Frevisse walked in huddled haste with them, everyone with chins tucked into their wimples and their hands pushed up their opposite sleeves to hold on to what warmth they had left after the cold time in the church. Domina Alys had not yet given permission for the heavier woolen winter gowns to be put on, and though the day was shining with early light, the sky clear except for little feather wisps of sun-gilded cloud directly overhead-the only sky that could be seen from inside the cloister-the sun was still below the roof ridge and the cloister walk still shivering cold in shadow. Wealthier nunneries had a separate room for the daily chapter meetings, some of them most beautifully made, but at St. Frideswide’s the warming room sufficed, lacking elegance but with a fireplace that on cold mornings such as this one was much to be preferred over chill beauty.

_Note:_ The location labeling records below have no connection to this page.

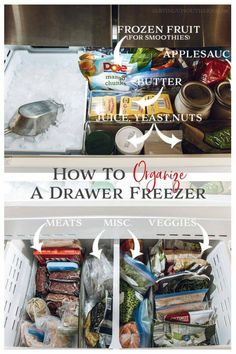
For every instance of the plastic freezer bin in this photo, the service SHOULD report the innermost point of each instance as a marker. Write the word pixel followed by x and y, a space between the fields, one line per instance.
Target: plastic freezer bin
pixel 27 74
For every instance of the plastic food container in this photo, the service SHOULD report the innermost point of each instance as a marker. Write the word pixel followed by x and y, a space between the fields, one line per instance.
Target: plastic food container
pixel 99 142
pixel 123 145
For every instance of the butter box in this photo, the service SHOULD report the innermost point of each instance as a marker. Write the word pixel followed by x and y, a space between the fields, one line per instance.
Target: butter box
pixel 102 106
pixel 129 107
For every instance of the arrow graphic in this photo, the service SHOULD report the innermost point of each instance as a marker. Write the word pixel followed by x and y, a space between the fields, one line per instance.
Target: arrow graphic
pixel 38 245
pixel 144 103
pixel 205 244
pixel 135 141
pixel 117 56
pixel 96 251
pixel 171 141
pixel 136 251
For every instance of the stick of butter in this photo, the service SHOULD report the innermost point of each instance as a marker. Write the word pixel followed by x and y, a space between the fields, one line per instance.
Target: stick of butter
pixel 161 106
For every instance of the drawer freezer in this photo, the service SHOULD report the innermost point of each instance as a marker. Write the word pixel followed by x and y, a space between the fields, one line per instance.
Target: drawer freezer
pixel 33 74
pixel 20 266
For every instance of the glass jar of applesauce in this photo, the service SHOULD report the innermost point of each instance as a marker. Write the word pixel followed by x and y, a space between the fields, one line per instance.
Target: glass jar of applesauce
pixel 221 108
pixel 194 98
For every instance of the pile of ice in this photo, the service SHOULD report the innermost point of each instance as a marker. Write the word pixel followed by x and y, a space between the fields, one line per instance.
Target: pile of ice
pixel 34 77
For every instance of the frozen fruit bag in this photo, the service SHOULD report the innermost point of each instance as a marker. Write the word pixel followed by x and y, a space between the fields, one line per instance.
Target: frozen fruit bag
pixel 162 300
pixel 180 282
pixel 157 259
pixel 97 277
pixel 136 274
pixel 64 288
pixel 65 276
pixel 190 317
pixel 41 281
pixel 104 73
pixel 212 71
pixel 129 301
pixel 161 312
pixel 166 334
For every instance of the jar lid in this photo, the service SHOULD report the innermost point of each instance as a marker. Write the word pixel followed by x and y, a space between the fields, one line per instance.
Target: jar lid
pixel 122 143
pixel 196 94
pixel 223 93
pixel 99 142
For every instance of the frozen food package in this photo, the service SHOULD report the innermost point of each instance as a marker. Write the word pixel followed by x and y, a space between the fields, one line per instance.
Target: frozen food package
pixel 161 312
pixel 56 301
pixel 191 317
pixel 61 244
pixel 53 337
pixel 179 298
pixel 170 78
pixel 36 307
pixel 58 255
pixel 41 281
pixel 157 259
pixel 64 288
pixel 129 335
pixel 129 301
pixel 166 334
pixel 143 318
pixel 65 276
pixel 180 282
pixel 62 266
pixel 191 264
pixel 173 255
pixel 136 274
pixel 97 277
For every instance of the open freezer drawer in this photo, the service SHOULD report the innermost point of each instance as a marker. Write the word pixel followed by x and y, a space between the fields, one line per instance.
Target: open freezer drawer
pixel 41 74
pixel 219 257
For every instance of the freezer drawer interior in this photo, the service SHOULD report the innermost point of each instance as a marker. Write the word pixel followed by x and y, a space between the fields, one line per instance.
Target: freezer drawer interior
pixel 21 268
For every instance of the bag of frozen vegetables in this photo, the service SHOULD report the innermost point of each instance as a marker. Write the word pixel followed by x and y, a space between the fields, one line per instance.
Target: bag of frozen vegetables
pixel 136 274
pixel 129 301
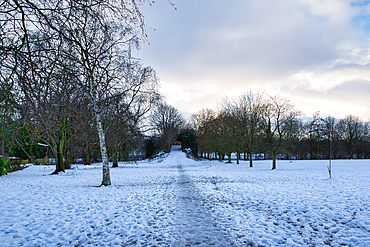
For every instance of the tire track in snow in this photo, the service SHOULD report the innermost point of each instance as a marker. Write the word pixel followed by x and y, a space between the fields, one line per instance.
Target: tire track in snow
pixel 194 223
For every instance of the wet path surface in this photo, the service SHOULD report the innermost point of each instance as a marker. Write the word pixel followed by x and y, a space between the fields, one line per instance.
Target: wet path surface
pixel 194 224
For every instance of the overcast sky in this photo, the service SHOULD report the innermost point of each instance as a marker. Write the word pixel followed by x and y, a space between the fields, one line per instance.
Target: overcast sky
pixel 314 52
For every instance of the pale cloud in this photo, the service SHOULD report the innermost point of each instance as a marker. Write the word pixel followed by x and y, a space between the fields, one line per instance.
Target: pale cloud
pixel 306 49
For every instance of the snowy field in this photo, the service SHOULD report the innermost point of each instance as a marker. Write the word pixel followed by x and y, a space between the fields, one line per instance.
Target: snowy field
pixel 181 202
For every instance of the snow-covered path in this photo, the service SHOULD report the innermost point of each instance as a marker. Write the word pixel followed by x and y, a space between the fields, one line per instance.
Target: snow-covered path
pixel 181 202
pixel 194 222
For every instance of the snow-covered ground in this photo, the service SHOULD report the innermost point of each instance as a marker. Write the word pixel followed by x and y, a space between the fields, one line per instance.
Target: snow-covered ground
pixel 181 202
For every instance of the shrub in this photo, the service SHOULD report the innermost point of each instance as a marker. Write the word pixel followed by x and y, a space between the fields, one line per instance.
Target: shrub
pixel 4 167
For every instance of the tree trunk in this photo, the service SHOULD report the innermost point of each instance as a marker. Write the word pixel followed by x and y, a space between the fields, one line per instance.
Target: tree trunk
pixel 103 148
pixel 273 160
pixel 67 161
pixel 87 155
pixel 115 159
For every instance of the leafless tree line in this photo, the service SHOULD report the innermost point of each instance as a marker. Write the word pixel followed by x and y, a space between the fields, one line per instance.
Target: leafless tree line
pixel 258 125
pixel 67 75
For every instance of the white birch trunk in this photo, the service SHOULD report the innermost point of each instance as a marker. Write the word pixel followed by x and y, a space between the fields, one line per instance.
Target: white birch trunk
pixel 103 149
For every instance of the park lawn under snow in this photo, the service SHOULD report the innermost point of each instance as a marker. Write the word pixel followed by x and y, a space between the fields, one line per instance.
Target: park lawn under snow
pixel 179 202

So she was as bitterly disappointed, if not so loud about it as some, to find no fire there as they crowded through the door. Sister Amicia turned on Dame Juliana, who, as cellaress, would have to tell the servants of their failure. “Go tell them now!” she cried.

Dame Juliana shook her head miserably. “I can’t. I had to tell them not to light a fire here this morning. Domina Alys said so.”

“Why?” Sister Johane exclaimed. “It’s not fair!”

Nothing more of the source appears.